The Difference Between Gingivitis & Periodontitis
In 2012, the Center for Disease Control reported that almost half (47%) of all Americans over the age of 30 have some degree of periodontal disease. Even though it’s a disease the affects so many people, most Americans are uneducated about the causes, symptoms, and types of periodontal disease (gum disease).
One major gap in understanding is in the differences between gingivitis and periodontitis.
What is the Difference Between Gingivitis and Periodontitis?
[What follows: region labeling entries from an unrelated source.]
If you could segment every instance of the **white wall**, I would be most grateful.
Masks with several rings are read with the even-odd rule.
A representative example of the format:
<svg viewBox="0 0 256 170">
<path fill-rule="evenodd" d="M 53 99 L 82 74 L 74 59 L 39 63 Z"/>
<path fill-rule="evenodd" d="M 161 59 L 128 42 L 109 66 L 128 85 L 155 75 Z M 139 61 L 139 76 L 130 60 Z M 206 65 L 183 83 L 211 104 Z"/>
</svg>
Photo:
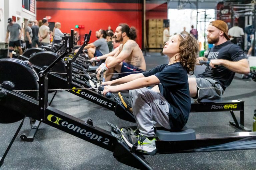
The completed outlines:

Gingivitis and Periodontitis are both types of periodontal disease. The key difference though is that gingivitis is reversible, while periodontitis is not. This is because periodontitis involves bone loss, which cannot be recovered.
What is Gingivitis?
Gingivitis is a term used to describe gum inflammation that is caused by excess plaque on the teeth. Many times people will have gingivitis and not be aware, because the symptoms aren’t necessarily painful. Symptoms may include gums that bleed easily when brushed or flossed, swollen gums, or bright red gums.
What is Periodontitis?
As gingivitis progresses, it turns into periodontitis, a more severe type of periodontal disease. As gums inflame and recede, they begin to pull away from the teeth, creating pockets where bacteria build up. Typically people begin to notice when they have periodontitis because they may experience increased sensitivity, pain when chewing, sores on the inside of their mouth, or loss of teeth.
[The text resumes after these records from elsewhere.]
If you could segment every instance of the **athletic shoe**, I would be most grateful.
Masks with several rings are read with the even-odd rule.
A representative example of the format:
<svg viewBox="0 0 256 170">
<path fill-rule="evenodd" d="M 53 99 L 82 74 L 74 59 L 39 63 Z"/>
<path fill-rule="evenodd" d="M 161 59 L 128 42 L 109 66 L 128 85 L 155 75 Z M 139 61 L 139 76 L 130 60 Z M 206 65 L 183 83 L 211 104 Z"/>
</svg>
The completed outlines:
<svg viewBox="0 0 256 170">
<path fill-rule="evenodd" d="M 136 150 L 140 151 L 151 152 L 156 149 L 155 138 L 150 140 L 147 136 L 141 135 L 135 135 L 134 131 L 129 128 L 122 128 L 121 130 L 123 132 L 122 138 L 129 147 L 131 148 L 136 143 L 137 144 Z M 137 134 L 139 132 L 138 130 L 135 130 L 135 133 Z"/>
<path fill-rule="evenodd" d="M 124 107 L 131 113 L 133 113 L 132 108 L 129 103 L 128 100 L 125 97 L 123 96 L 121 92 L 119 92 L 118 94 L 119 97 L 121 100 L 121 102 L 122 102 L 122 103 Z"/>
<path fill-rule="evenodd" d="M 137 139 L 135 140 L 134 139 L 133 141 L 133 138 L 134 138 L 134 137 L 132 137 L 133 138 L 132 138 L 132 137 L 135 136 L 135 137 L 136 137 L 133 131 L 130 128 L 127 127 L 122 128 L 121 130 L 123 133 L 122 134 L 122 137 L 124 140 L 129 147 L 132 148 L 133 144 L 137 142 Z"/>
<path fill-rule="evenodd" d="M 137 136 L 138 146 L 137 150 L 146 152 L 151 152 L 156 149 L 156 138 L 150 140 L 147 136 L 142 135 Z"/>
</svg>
Gingivitis and Periodontitis Treatments
The treatment that your dentist prescribes will be based on the severity of your disease. If your dentist diagnoses your case early enough, they may prescribe a more strict brushing and flossing routine or more frequent visits. More serious periodontitis cases however may necessitate periodontal surgery.
The important thing is that you do something about it! An active infection in your mouth opens up your body to other types of infections including diabetes and cardiovascular disease.